Sąd dopuścił nowy wniosek ws. byłego rektora UMK
"To nękanie starego człowieka" - mówił prof. Jan Kopcewicz w toruńskim sądzie. Nowy wniosek dowodowy w toczącym się procesie lustracyjnym byłego rektora UMK, dopuścił dziś Sąd Okręgowy w Toruniu.
"Chodzi o zapisy z teczki personalnej TW "Bartka", które wskazują na aktywność TW Leszka" - wyjaśniła nam prokurator Emilia Kępińska z Oddziałowego Biura Lustracyjnego IPN w Gdańsku.
Ryszard M., który w grudniu br. ponownie będzie przesłuchany w charakterze świadka, już wcześniej zeznał, że nie kojarzy prof. Jana Kopcewicza jako osobowego źródła informacji. Były rektor UMK w Toruniu oświadczył dziś w sądzie, że jest to nękanie jego osoby.
"Bartek" był adiunktem w Instytucie Chemii UMK. Mógł się zdekonspirować z powodu nadużywania alkoholu. "Leszek" oraz dwaj inni TW mieli kontrolować, czy inni pracownicy uczelni czegoś nie podejrzewają. "Chemik", ówczesny członek Senatu UMK, przekazywał z kolei informacje na temat prof. Kopcewicza: m.in., że jest on uczciwym, nieprzekupnym człowiekiem i w dłuższym okresie może zjednoczyć środowisko uczelniane. Mężczyzna dziś już nie żyje.

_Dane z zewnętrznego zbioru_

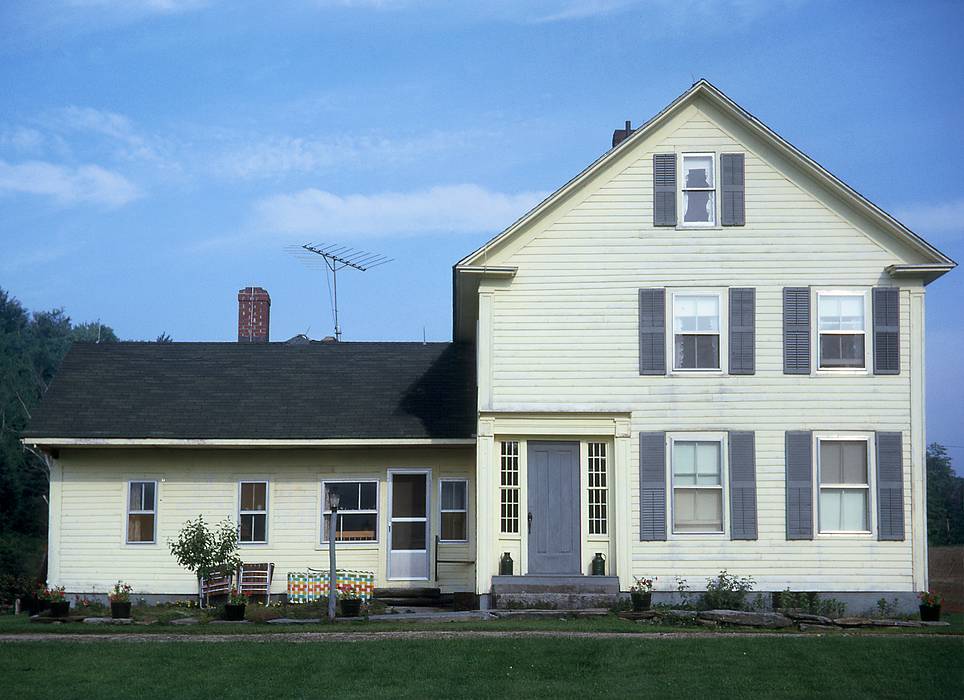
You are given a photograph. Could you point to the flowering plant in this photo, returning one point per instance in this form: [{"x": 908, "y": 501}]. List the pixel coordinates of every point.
[
  {"x": 121, "y": 593},
  {"x": 643, "y": 585}
]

Prof. Jan Kopcewicz powiedział, że nigdy nie przekazywał informacji oraz nie prowadził rozmów na temat tej osoby. Do zapisów z teczki TW "Bartek" dotarli dziennikarze Polskiego Radia PiK i Polskiej Agencji Prasowej.

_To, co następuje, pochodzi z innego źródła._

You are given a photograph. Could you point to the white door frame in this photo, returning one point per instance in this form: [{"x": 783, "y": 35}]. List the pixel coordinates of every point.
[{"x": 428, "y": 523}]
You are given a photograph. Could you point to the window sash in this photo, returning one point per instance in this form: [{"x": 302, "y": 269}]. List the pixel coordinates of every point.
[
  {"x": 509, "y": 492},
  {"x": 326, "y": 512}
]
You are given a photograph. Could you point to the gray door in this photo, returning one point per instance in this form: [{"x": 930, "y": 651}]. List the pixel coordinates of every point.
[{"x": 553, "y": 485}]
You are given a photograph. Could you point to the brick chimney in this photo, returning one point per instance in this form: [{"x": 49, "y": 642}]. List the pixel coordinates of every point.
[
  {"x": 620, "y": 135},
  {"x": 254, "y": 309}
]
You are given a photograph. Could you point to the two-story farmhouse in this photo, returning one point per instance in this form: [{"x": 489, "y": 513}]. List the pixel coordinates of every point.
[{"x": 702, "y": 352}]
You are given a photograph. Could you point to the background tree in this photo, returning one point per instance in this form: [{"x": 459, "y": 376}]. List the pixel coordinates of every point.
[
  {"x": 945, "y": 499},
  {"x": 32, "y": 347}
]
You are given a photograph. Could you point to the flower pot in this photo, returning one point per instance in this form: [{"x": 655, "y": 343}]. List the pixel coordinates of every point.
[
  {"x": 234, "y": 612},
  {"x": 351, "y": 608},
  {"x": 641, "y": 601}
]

Dziś przed składem sędziowskim Sądu Okręgowego w Toruniu zeznawać miał historyk specjalizujący się w metodach działania SB. Nie udało się jednak znaleźć odpowiedniej osoby. Ma to uczynić obrońca prof. Jana Kopcewicza.
Prokuratura nie planuje składać kolejnych wniosków dowodowych. IPN zarzuca prof. Kopcewiczowi złożenie niezgodnego z prawdą oświadczenia lustracyjnego w 2008 r., że nie przyznał się do współpracy z SB.